Niemiec tylko pokręcił głową.
-To może wyjaśnisz mi, dlaczego atakujesz niewinnych ludzi i to jeszcze w moim imieniu!?
-Prevc…
-Nigdy nie dałam ci pozwolenia na takie zachowanie! Nie masz prawa mieszać mnie w takie sytuacje! Rozumiesz!? Nie jesteś moim ojcem, bratem czy chłopakiem…
-Jestem twoim przyjacielem.-zauważył błyskotliwie. Nice try, kolego!

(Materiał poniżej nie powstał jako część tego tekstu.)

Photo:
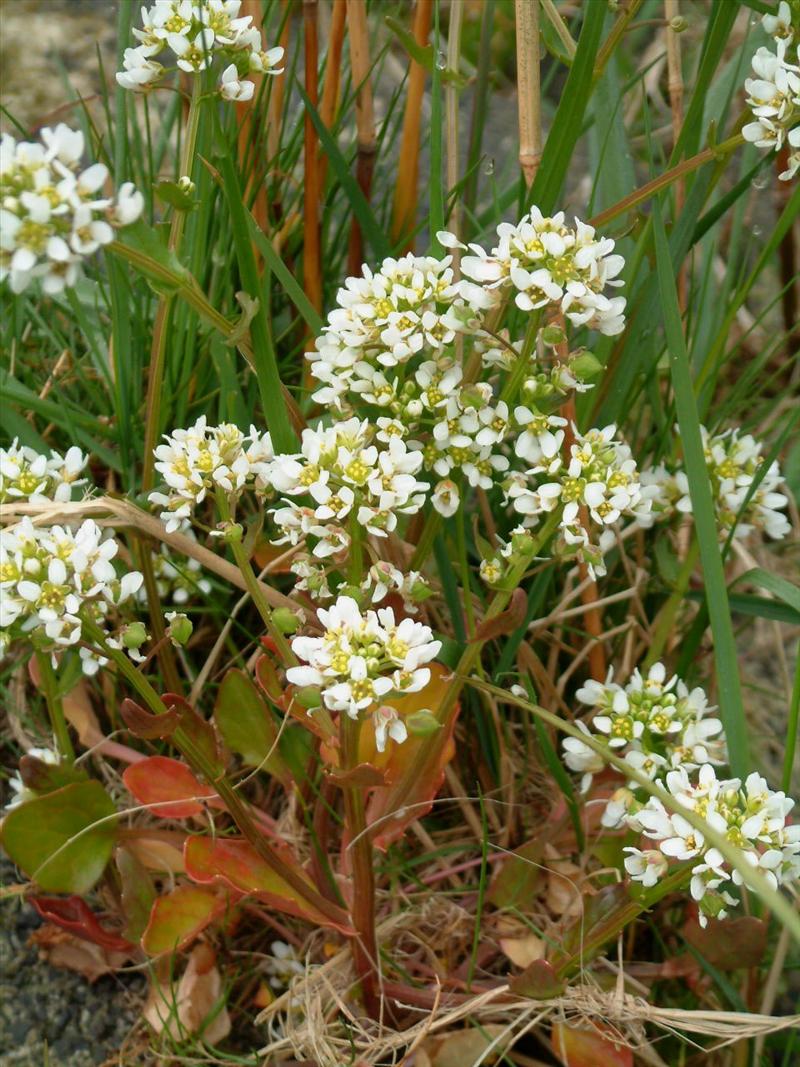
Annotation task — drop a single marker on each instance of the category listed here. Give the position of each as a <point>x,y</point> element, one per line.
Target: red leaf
<point>589,1048</point>
<point>177,918</point>
<point>168,784</point>
<point>72,913</point>
<point>235,863</point>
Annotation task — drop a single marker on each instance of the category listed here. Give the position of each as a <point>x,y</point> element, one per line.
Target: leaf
<point>732,711</point>
<point>194,1005</point>
<point>729,943</point>
<point>177,918</point>
<point>507,621</point>
<point>57,840</point>
<point>517,878</point>
<point>538,981</point>
<point>246,723</point>
<point>142,723</point>
<point>236,864</point>
<point>169,785</point>
<point>72,913</point>
<point>409,793</point>
<point>138,892</point>
<point>589,1048</point>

-Przyjacielem!? Przyjaciele nie działają za swoimi plecami, ale ty najwyraźniej nie wiesz czym jest przyjaźń.-moja złość osiągnęła apogeum.
A Andreas? Nic już nie odpowiedział. Odszedł, pozostawiając mnie z moim gniewem.

Tej nocy, po raz pierwszy od dawna, nikt nie życzył mi  dobrej nocy i nie nazwał aniołkiem.